Aux termes de l’article 1520 du code général des impôts : « I. Les communes qui assurent au moins la collecte des déchets des ménages peuvent instituer une taxe destinée à pourvoir aux dépenses du service de collecte et de traitement des déchets ménagers et des déchets mentionnés à l’article L. 2224-14 du code général des collectivités territoriales, dans la mesure où celles-ci ne sont pas couvertes par des recettes ordinaires n’ayant pas le caractère fiscal. (…) » Aux termes de l’article 1521 du même code : « I. La taxe porte sur toutes les propriétés soumises à la taxe foncière sur les propriétés bâties ou qui en sont temporairement exonérées ainsi que sur les logements des fonctionnaires ou employés civils et militaires visés à l’article 1523. (…) » Il résulte de ces dispositions que la taxe d’enlèvement des ordures ménagères présente, non pas le caractère d’une rémunération pour services rendus, mais celui d’une imposition à laquelle est normalement assujetti tout redevable de la taxe foncière à raison d’une propriété bâtie située dans une commune où fonctionne un service d’enlèvement des ordures ménagères, même lorsqu’il n’utilise pas effectivement le service.
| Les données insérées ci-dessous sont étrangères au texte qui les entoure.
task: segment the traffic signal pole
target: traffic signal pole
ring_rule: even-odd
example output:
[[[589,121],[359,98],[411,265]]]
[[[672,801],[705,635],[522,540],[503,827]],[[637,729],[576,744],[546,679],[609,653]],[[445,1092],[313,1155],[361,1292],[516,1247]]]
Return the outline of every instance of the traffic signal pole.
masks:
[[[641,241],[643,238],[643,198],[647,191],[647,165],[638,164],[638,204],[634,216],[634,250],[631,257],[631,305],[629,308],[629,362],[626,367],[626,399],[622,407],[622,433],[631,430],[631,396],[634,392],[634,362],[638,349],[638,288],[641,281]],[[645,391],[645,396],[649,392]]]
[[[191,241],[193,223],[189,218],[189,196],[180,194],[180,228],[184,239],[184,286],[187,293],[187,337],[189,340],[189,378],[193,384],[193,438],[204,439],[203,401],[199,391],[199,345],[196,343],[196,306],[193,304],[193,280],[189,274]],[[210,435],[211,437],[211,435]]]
Il n’est pas contesté que la SARL Philippe C..., propriétaire des locaux concernés, est redevable de la taxe foncière sur les propriétés bâties dans les rôles des communes de Marbois et Sylvains-lès-Moulins. Ainsi, dès lors que ces communes disposent d’un service d’enlèvement des ordures ménagères et que leur conseil municipal n’a pas institué d’exonération, la société requérante entre dans le champ d’application du I de l’article 1521 du code général des impôts et n’est pas dispensée de la TEOM. La double circonstance que l’usage des locaux ne produit pas de déchets et qu’aucun service n’est effectivement utilisé est sans incidence sur son assujettissement à la TEOM qui ne revêt pas le caractère d’une redevance pour services rendus.

Il résulte de ce qui précède que la SARL Philippe C... n’est pas fondée à demander la décharge des rappels de taxe foncière sur les propriétés bâties et de TEOM auxquels elle a été assujettie au titre de l’année 2023 dans les communes de Marbois et Sylvains-lès-Moulins.


D E C I D E :


Article 1er : La requête de la SARL Philippe C... est rejetée.

Article 2 : Le présent jugement sera notifié à la société à responsabilité limitée Philippe C... et au directeur régional des finances publiques de Normandie.


Rendu public par mise à disposition au greffe le 19 décembre 2025.


Le magistrat désigné,


signé

P. A...Le greffier,


signé

N. BOULAY



La République mande et ordonne au directeur régional des finances publiques de Normandie en ce qui le concerne et à tous commissaires de justice à ce requis en ce qui concerne les voies de droit commun, contre les parties privées, de pourvoir à l'exécution de la présente décision.